On 20 June 2012 the Court of First Instance granted orders for Fujian-based textile company Hontex International Holdings Co. ("Hontex") to repurchase shares from investors that subscribed for shares in Hontex's IPO or purchased them in the secondary market. The proceedings were brought by the Securities and Futures Commission ("SFC"), which accused Hontex of misleading investors with false and misleading information in its IPO prospectus.
Under the orders, Hontex will offer a total of HK$1.03 billion to minority shareholders in the buyback scheme, which needs to be approved by shareholders. If approved, shareholders may accept or reject the repurchase offer.
This is the first time that the SFC has negotiated a share buyback by a listed company to compensate IPO investors. This result confirms that the SFC can successfully pursue enforcement action directly in the High Court.
The SFC investigation concerned the flotation of Hontex on the Hong Kong Stock Exchange in December 2009. The SFC investigated claims made in the IPO prospectus, and in March 2010 suspended trading in Hontex's shares and obtained orders freezing the assets of Hontex and certain subsidiaries up to a value of HK$997.4 million. The SFC proceedings were aimed at restoring the funds raised in the IPO to shareholders that acquired IPO shares on the primary or secondary markets.
Proceedings were brought under section 213 of the Securities and Futures Ordinance ("Section 213" of the "SFO"). Section 213 provides that the SFC may apply to the Court of First Instance for orders against a person who has contravened other provisions in the SFO or some provisions in the Companies Ordinance.
In these proceedings, the SFC sought a declaration under Section 213 that Hontex had contravened, inter alia, section 298 of the SFO ("Section 298"). Section 298 creates a market misconduct offence for the disclosure of materially false or misleading information that is likely to induce another person to subscribe for or purchase securities, if the person disclosing the information knows or is reckless as to whether the information is false or misleading.
Burden of Proof
As Section 298 is a criminal offence, a prosecution using the provision would need to be proved beyond reasonable doubt. However, in these proceedings the provision was being used as the underlying contravention in civil proceedings brought under Section 213. A key issue was therefore whether the SFC's claims were subject to the civil or criminal burden of proof.
Hontex attempted to halt the trial on the basis that the SFC was using Section 213 to avoid proving its claims under the criminal burden of proof. The SFC argued that prior criminal proceedings would have been problematic: a criminal prosecution of the directors was not possible as they are not in Hong Kong, and prosecuting Hontex for a fine would not protect investors' interests as it would decrease the amount of funds available for compensation. It therefore sought final orders under Section 213 without any prior criminal determination.
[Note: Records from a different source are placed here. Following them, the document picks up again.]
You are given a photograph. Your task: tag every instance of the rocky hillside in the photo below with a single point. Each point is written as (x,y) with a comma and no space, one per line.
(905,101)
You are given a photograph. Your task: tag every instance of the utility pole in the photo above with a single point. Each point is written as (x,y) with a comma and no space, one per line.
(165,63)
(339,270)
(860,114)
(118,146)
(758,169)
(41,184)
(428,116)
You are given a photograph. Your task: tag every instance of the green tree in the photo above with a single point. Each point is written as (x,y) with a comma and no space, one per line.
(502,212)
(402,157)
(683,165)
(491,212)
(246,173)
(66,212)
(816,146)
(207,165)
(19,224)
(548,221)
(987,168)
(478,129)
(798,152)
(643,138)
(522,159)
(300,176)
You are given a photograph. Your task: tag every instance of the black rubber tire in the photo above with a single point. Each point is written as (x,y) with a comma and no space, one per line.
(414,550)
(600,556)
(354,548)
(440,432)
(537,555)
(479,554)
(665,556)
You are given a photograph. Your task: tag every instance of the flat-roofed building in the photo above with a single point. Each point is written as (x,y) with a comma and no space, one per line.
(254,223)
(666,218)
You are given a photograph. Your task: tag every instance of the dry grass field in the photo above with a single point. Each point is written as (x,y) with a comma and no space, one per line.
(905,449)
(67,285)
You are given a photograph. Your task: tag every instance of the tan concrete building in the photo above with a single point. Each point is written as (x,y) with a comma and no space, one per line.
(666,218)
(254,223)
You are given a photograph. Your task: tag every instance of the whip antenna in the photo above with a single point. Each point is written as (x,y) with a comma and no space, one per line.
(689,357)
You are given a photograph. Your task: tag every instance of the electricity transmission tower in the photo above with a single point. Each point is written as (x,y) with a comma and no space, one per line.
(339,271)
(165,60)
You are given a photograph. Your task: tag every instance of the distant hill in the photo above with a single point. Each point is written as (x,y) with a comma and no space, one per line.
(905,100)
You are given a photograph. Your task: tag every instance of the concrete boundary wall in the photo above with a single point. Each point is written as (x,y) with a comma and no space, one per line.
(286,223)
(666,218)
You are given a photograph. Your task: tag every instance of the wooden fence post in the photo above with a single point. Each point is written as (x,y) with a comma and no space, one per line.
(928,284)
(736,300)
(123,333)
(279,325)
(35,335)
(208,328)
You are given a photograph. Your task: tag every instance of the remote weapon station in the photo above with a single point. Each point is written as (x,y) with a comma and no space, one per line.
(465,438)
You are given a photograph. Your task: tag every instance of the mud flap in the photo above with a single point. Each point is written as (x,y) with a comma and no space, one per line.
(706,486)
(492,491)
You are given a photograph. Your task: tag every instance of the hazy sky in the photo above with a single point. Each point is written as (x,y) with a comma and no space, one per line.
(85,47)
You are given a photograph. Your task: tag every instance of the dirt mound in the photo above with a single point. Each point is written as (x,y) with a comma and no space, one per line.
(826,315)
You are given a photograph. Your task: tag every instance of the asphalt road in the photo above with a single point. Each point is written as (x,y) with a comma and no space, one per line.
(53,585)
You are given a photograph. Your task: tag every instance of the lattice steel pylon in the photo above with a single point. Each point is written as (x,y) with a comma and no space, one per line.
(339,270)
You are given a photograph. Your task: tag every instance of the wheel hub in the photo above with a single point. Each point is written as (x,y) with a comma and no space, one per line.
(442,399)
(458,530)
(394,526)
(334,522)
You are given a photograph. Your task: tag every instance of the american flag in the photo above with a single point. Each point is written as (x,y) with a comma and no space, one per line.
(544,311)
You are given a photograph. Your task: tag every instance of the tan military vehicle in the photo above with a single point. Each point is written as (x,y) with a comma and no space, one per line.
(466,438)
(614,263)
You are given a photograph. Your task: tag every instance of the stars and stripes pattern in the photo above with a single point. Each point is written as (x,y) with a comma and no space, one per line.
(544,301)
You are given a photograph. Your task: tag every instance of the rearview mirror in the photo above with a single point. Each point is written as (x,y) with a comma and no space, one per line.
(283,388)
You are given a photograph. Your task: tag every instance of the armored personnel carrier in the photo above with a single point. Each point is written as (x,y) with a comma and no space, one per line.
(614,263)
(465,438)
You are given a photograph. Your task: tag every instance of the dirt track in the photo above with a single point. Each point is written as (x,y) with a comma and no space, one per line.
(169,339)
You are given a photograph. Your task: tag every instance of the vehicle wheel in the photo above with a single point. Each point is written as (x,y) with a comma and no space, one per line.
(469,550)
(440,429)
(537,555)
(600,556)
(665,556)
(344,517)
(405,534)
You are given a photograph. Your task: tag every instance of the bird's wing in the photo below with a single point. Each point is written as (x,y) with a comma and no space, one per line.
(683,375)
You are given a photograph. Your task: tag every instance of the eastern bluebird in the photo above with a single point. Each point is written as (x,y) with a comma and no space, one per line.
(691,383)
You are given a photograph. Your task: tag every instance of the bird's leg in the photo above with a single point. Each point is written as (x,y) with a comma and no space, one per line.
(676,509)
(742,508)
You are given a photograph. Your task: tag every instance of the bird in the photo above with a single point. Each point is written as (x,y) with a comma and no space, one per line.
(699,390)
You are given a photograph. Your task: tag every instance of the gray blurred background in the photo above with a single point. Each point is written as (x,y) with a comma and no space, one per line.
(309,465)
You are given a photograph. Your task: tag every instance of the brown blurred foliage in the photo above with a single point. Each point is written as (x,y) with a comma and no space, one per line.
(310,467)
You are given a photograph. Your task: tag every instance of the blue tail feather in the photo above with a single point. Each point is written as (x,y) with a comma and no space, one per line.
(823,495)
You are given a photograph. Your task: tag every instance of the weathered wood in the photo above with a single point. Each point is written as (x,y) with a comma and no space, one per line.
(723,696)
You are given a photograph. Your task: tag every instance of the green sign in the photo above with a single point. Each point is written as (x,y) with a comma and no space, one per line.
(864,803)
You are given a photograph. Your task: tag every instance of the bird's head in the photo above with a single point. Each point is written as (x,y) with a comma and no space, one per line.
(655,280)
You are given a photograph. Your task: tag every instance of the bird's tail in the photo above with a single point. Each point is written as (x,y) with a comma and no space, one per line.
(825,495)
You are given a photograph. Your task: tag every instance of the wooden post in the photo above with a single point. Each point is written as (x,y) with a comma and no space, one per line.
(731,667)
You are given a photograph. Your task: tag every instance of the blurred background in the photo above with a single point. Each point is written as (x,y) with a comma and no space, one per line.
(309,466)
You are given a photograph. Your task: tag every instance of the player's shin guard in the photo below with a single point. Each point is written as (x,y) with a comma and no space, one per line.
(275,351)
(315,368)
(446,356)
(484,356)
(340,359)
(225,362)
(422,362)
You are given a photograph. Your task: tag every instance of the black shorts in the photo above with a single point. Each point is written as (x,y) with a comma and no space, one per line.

On 7 June 2012, Harris J dismissed Hontex's claim that the SFC was trying to avoid the criminal burden of proof and allowed the trial to commence, ruling that the civil burden of proof is appropriate because criminal penalties on Hontex were not being sought.
Statement of Agreed Facts
Rather than await judgment, the SFC negotiated with Hontex an agreed statement of facts on which the orders of Harris J are based. An SFC statement notes that Hontex acknowledged that it was reckless in allowing materially false and misleading information to be included in its prospectus.
The use of an underlying criminal provision to establish civil liability was again a significant issue. According to the SFC, Hontex accepted having contravened Section 298. However, this does not constitute admission of any criminal contravention by Hontex or its directors. Despite this, the SFC notes that the agreement does not inhibit or prevent the commencement of criminal proceedings.
There has been much debate over whether the Court of First Instance has jurisdiction under Section 213 to make final orders in appropriate cases without a prior determination by the Market Misconduct Tribunal or criminal prosecution under the underlying provision relied upon. This issue was resolved in the SFC's favour in the Court of Appeal in February 2012 in the Tiger Asia case.1 Reversing the first instance decision of Harris J, it was held that Section 213 may serve as a freestanding remedy. In cases where criminal prosecution is difficult or impossible, the Court of Appeal treated Section 213 as providing much needed ammunition to the SFC to protect investors.
The success of the SFC against Hontex is largely due to the principles established by the Court of Appeal in Tiger Asia. The proceedings against Hontex confirm that the SFC may obtain final orders for market misconduct under Section 213, and that the contravention of an underlying criminal provision need only be proved on the balance of probabilities.
The SFC's success in securing orders for the repurchase of shares from minority shareholders demonstrates the SFC's enforcement capabilities. It further confirms that Section 213 may be used by the SFC as an expeditious means for obtaining final orders. Following this success, it is likely that an increased use of Section 213 will be employed by the SFC against other non-Hong Kong companies that are accused of engaging in market misconduct.